W Bibliotece Wyższego Seminarium Duchownego w Koszalinie odbyła się konferencja na temat tzw. „Mszy trydenckiej”.
Biblioteka WSD Koszalin, 10 marca: spotkanie nt. Mszy trydenckiej ks. Wojciech Parfianowicz /GN Na spotkanie przyszło ok. 30 osób, głównie miłośników nadzwyczajnej formy rytu rzymskiego, którzy regularnie gromadzą się na tak sprawowanych Eucharystiach.
Tzw. „Msza trydencka” sprawowana jest według mszału promulgowanego przez papieża Piusa V w roku 1570 po Soborze Trydenckim.
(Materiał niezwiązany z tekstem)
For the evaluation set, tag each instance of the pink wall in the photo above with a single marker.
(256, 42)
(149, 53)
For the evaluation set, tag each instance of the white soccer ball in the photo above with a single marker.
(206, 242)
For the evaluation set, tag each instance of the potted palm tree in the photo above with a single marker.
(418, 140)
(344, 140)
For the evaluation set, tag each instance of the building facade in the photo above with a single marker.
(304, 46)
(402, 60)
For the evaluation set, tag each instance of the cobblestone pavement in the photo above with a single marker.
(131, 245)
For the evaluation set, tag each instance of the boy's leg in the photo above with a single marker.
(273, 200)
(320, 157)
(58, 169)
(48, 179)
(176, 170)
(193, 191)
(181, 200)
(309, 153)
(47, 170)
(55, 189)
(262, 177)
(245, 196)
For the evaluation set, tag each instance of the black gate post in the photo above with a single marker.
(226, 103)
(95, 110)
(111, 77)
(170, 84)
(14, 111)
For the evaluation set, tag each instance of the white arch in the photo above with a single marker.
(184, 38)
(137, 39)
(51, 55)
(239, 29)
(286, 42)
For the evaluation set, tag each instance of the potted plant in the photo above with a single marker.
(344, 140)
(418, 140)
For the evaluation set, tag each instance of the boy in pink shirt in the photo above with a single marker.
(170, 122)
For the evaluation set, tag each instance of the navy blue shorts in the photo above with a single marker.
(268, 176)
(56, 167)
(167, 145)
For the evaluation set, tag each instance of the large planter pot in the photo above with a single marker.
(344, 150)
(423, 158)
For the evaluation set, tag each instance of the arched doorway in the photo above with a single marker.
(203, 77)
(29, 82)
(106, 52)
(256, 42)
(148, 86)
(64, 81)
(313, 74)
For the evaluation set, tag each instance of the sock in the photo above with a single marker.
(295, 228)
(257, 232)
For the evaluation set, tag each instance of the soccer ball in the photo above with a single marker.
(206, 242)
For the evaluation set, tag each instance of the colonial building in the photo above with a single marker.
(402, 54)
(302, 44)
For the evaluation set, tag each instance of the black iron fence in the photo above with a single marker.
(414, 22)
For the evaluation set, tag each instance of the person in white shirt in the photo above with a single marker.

To, co zewnętrznie odróżnia taką Mszę od Mszy sprawowanej współcześnie to m.in.: rzymski ornat kapłana, celebrans zwrócony tyłem do wiernych i język łaciński.
Podczas konferencji swoje wystąpienia mieli: ks. prof. Janusz Bujak, ks. Rafał Pernal, ks. Paweł Kowalski oraz ks. Adam Wakulicz. Ten ostatni podzielił się osobistym świadectwem związanym z odkryciem „Mszy trydenckiej”.
Ks. prof. Janusz Bujak przypomniał najważniejsze treści wydanego w 2007 roku motu proprio Benedykta XVI Summorum Pontificum. Dokument rozszerzył możliwość sprawowania „Mszy trydenckiej” w całym Kościele. Podkreślając główne tezy dokumentu ks. Bujak zaznaczył, że ryt przedsoborowy nigdy nie został wycofany, czy zakazany, lecz jedynie zapomniany. Papież w swoim dokumencie wyraźnie kładzie nacisk na ciągłość tradycji. W Kościele istnieje zatem jeden ryt, który ma dwa wyrazy.
Opierając się na papieskim dokumencie ks. Bujak zaznaczył, że odwoływanie się do „starego rytu” nie musi i nie może oznaczać podważania Soboru Watykańskiego II. Istnienie dwóch wyrazów rytu nie powinno też rodzić konfliktów. Trzeba pamiętać, że formą zwyczajną rytu jest ta posoborowa, a „Msza trydencka” jest formą nadzwyczajną.